Europe MPs Find Resistance to W.Sahara Compromise
The team led by Catherine Lalumiere, the Parliament's vice-president, said it had listened to all parties involved in the conflict -- which pits Morocco against the Algerian-backed Polisario Front -- and would soon produce a report with recommendations to Parliament.
"Thousands of families in and out of the Western Sahara territory have suffered from this long-standing conflict... our mission is to help find a solution and get out of the impasse," Lalumiere told a news conference.
Morocco claims and controls most of the Western Sahara, a sparsely populated former Spanish colony with a 1,500-km (945-mile) Atlantic coastline.
A 10-year-old UN-brokered plan for a referendum offering residents of the phosphate-rich territory the choice between independence or integration with Morocco is deadlocked.
Lalumiere said the delegation had found resistance to a compromise plan put forward by former U.S. Secretary of State James Baker, now UN envoy for the Western Sahara.

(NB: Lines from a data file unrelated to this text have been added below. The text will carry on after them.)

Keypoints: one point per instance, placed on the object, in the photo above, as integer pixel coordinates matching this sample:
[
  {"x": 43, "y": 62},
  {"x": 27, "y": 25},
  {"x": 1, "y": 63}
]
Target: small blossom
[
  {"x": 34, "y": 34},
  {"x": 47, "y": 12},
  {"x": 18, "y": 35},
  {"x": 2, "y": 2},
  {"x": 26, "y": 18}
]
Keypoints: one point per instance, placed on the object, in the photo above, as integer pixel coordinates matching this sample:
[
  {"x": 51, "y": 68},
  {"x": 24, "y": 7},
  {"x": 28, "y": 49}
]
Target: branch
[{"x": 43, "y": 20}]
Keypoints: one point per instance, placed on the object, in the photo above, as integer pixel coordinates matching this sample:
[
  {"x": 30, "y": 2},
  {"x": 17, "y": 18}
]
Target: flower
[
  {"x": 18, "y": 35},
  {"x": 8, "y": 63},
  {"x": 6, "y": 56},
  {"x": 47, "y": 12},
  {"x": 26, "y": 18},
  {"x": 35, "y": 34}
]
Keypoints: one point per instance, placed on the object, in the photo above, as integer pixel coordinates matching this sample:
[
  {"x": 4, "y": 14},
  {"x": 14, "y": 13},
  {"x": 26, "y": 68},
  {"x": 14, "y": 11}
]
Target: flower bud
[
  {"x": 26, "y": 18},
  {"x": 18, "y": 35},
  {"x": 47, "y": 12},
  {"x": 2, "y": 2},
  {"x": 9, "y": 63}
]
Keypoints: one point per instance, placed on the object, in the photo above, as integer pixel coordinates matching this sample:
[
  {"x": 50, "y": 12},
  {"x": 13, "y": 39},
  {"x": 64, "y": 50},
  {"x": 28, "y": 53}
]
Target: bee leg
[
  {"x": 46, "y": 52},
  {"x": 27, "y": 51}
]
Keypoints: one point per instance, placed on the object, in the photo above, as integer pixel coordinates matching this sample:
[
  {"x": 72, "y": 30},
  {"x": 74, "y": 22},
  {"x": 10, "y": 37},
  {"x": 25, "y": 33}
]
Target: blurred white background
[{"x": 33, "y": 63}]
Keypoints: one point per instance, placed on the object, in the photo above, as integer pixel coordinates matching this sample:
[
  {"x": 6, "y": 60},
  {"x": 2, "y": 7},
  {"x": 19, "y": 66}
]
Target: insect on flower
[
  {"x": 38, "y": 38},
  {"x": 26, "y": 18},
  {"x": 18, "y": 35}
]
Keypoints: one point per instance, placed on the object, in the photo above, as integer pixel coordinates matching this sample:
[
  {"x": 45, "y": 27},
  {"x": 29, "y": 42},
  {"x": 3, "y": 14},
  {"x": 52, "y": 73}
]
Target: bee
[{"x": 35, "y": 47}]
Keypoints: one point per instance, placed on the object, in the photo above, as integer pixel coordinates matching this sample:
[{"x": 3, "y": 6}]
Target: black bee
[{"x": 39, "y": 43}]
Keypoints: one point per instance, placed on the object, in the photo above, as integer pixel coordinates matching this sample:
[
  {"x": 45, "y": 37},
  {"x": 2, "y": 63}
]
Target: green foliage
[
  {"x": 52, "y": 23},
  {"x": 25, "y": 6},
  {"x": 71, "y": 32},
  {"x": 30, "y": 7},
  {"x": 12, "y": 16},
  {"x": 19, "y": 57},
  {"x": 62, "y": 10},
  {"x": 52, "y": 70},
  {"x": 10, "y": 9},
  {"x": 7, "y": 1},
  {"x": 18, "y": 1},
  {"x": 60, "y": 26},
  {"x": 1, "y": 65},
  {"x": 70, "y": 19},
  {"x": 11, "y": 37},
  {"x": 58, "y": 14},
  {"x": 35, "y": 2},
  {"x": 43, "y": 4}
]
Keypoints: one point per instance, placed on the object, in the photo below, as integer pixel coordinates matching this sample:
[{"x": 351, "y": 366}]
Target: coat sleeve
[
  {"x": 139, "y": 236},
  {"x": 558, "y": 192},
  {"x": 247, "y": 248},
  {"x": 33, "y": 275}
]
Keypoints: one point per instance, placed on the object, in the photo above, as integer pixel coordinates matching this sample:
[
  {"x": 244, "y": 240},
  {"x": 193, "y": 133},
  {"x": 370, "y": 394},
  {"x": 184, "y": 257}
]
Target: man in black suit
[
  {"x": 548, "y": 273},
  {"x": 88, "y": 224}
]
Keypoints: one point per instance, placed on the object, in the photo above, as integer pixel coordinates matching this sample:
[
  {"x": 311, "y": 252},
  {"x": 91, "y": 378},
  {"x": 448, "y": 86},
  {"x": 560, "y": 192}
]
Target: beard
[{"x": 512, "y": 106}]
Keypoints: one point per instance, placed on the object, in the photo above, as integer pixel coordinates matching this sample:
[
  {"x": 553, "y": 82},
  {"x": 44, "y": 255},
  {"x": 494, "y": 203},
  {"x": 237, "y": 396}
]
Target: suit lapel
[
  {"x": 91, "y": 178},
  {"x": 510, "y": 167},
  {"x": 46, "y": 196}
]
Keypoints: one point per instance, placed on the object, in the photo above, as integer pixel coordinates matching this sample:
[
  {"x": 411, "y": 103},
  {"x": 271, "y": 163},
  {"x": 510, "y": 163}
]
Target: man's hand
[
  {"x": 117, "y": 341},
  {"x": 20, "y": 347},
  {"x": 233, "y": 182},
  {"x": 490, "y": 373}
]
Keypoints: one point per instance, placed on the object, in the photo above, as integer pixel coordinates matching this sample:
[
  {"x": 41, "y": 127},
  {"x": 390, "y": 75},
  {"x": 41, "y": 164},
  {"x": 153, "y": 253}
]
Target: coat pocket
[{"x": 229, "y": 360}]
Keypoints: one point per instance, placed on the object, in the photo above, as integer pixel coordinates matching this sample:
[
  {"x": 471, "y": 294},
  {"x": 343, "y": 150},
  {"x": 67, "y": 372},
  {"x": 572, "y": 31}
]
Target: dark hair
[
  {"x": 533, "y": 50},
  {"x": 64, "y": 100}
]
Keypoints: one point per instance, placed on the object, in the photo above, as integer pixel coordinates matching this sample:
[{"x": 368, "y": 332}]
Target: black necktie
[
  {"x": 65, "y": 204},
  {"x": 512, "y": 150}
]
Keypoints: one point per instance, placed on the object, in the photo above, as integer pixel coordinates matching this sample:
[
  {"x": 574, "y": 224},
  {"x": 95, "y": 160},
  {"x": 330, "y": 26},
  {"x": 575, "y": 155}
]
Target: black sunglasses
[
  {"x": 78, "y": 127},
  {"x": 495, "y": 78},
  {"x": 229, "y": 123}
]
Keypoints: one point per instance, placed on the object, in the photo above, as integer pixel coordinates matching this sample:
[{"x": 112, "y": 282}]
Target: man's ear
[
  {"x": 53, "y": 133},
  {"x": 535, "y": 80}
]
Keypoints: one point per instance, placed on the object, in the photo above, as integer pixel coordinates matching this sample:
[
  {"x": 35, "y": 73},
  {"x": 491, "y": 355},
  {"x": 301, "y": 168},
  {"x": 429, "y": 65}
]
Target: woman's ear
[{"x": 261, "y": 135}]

Baker proposes granting the territory regional autonomy under Moroccan sovereignty. He is strongly opposed by the Polisario, which insists on independence, and by Algeria.
Without naming names, Lalumiere said in the Moroccan capital: "Those who refused Baker's plan are those who do not want a rapid solution to the conflict."
She said her delegation had met on Wednesday with officials and NGOs in Western Sahara's main city, Laayoune.
Earlier, the Europeans had held talks with Algerian government officials in Algiers and Polisario leaders and Saharan refugees in Tindouf.
Tens of thousands of refugees, who fled Western Sahara in the mid-1970s, settled in Tindouf in southwestern Algeria where the Polisario guerrillas have their rear base.
Lalumiere said her delegation's aim had been "not to disturb Baker's efforts...but to push for a solution for the dispute."